PROBABALISTIC RECURSIVE GOSSIP

A strategy for efficient propogation of state-changes over a peer-to-peer network

By N. P. O'Donnell, 2019

Abstract

Over the past 20 years, peer-to-peer (P2P) networks have become very popular and continue to be an active area of research. While P2P networks such as Bitcoin, IPFS, FreeNet, and eMule serve different purposes and have different designs, they all share some common requirements: they need to be able to organise themselves without a central authority, discover new nodes joining the network, detect when nodes leave the network, and each participant maintain a sensible number of connections to its peers, such that it may get a reasonable service, making best use of its bandwidth, memory and CPU resources.

P2P networks also share information or files, and transmit state changes about them. Several designs have been proposed for achieving these goals in a generic way including Pastry, Tapestry, Chord and CAN.

In this paper I present a generic design for peer-to-peer networks which is logarithmically scalable and allows boundless growth of information harboured in the system as a whole, by making each node responsible for a subset of resources, and ensuring that new resources and state-changes pertaining to those resources are routed to the most appropriate nodes in a timely and reliable manner.

First we will discuss a numbering system for tagging each node and resource on the P2P network with a unique ID number such that no central authority is required for dispatching ID numbers, yet no two nodes or resources are likely to share the same ID. We we will then discuss an algorithm wherein each node connects preferably to peers with certain IDs over others, forming a topology where a node can reach any other node on the network with minimal hops.

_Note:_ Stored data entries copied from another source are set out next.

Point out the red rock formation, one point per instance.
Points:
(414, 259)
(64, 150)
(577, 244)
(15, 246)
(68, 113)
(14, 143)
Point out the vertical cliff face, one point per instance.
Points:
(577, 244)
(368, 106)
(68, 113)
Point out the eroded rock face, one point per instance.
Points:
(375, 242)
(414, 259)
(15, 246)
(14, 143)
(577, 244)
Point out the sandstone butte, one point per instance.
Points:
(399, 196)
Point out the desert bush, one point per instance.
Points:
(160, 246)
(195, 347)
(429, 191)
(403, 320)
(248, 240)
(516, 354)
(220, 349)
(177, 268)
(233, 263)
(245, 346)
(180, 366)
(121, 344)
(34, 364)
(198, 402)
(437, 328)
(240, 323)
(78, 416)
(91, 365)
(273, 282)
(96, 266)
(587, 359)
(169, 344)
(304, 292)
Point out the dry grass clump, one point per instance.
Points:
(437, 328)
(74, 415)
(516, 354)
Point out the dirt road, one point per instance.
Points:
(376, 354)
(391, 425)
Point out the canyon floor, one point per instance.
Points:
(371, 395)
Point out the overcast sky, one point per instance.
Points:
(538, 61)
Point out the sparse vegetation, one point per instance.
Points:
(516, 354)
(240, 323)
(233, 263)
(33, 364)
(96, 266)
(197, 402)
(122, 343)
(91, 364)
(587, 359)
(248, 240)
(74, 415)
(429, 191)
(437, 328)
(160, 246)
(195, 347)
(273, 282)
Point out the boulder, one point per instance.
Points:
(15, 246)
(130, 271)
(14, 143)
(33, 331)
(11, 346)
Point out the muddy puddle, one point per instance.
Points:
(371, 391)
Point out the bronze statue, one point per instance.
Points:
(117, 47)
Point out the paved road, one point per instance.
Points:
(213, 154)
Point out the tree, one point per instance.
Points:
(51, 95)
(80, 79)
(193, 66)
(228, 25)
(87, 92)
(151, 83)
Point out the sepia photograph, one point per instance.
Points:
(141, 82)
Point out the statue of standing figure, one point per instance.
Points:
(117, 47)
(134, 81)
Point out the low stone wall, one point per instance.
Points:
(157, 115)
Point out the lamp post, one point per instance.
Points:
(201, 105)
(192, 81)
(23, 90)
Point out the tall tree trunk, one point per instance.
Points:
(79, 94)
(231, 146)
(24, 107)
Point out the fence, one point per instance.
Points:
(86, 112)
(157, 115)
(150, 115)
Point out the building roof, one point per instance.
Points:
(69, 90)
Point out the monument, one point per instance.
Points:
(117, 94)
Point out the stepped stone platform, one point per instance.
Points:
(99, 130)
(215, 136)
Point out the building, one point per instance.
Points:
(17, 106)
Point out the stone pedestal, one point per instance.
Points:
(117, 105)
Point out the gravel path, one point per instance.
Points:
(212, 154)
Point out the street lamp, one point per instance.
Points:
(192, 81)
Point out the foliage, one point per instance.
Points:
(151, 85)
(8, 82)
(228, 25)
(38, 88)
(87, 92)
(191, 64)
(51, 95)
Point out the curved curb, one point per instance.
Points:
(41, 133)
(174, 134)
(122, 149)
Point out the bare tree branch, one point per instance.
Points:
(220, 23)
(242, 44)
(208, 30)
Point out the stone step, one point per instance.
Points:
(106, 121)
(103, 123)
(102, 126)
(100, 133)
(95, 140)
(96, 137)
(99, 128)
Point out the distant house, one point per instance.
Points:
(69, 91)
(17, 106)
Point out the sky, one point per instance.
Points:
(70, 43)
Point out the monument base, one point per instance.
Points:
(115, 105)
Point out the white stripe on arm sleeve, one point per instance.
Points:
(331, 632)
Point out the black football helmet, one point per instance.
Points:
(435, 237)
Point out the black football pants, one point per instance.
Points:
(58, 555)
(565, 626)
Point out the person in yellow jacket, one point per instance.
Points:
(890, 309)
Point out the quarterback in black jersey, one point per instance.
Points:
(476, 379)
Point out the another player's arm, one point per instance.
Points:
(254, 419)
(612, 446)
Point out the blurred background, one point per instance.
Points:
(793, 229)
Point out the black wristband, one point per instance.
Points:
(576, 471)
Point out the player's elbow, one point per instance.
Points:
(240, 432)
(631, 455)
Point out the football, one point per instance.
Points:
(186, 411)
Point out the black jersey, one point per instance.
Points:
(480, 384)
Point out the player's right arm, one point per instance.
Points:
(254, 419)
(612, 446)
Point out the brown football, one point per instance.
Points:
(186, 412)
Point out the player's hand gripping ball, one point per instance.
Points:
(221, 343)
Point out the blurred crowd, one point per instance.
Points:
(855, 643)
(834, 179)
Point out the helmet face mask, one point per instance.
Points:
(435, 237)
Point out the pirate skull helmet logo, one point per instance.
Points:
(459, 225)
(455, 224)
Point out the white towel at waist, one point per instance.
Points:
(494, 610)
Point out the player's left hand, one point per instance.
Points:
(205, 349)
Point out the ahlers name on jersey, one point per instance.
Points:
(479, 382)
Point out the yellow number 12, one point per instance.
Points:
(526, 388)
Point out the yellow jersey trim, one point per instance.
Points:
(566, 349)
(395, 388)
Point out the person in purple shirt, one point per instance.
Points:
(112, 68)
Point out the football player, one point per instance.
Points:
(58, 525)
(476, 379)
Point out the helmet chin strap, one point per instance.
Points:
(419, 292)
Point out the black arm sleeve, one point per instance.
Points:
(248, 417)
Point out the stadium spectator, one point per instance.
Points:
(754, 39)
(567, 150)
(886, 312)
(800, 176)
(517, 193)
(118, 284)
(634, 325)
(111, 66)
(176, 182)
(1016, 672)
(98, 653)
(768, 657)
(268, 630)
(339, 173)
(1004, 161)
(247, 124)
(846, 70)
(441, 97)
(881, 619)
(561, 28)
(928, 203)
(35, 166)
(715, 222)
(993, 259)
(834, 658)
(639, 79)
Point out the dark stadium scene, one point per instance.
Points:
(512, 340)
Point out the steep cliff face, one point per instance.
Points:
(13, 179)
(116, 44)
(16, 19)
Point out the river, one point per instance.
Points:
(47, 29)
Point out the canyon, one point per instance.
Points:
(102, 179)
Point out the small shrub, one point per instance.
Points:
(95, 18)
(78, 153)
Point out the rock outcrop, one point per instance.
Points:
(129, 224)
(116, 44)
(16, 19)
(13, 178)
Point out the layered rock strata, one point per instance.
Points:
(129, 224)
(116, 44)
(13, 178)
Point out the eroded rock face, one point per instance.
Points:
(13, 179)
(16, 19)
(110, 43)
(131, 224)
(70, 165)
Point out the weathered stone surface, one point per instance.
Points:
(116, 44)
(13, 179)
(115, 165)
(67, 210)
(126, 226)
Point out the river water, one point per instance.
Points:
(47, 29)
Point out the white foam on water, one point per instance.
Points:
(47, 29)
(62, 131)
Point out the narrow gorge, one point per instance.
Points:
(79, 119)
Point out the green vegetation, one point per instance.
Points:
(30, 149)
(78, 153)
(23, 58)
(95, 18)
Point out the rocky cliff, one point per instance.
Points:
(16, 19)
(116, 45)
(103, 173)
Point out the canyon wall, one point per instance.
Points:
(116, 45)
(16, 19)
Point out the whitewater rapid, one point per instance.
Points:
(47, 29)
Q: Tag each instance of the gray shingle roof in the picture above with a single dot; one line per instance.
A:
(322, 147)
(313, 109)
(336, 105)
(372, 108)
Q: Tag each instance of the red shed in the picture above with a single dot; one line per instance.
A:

Next, we describe an algorithm which, when run on the nodes, allows this topology to flourish, ensuring quick integration of new nodes into the fabric, and that any breaks in the topology caused by nodes suddenly leaving, are quickly healed. Finally we present an algorithm for propogating state-changes over this topology that is fast, efficient, accurate, fault-tolerant, and scalable.

1. Identification of Nodes and Resources

On any kind of network, the participants need a way of identifying themselves, whether it be to a central authority or to each other. On a typical home local-area-network (LAN), there is usually a router running an algorithm called DHCP, which assigns an IP address to any new device joining the network. The router keeps a record of which devices are assigned which IP addresses, and never assigns the same IP address twice, lest packets be mis-routed and arrive at the wrong destination. The router's DHCP service acts as a central authority for IP addresses ensuring this chaotic scenario never occurs. The typical home LAN setup is an example of a centralized network.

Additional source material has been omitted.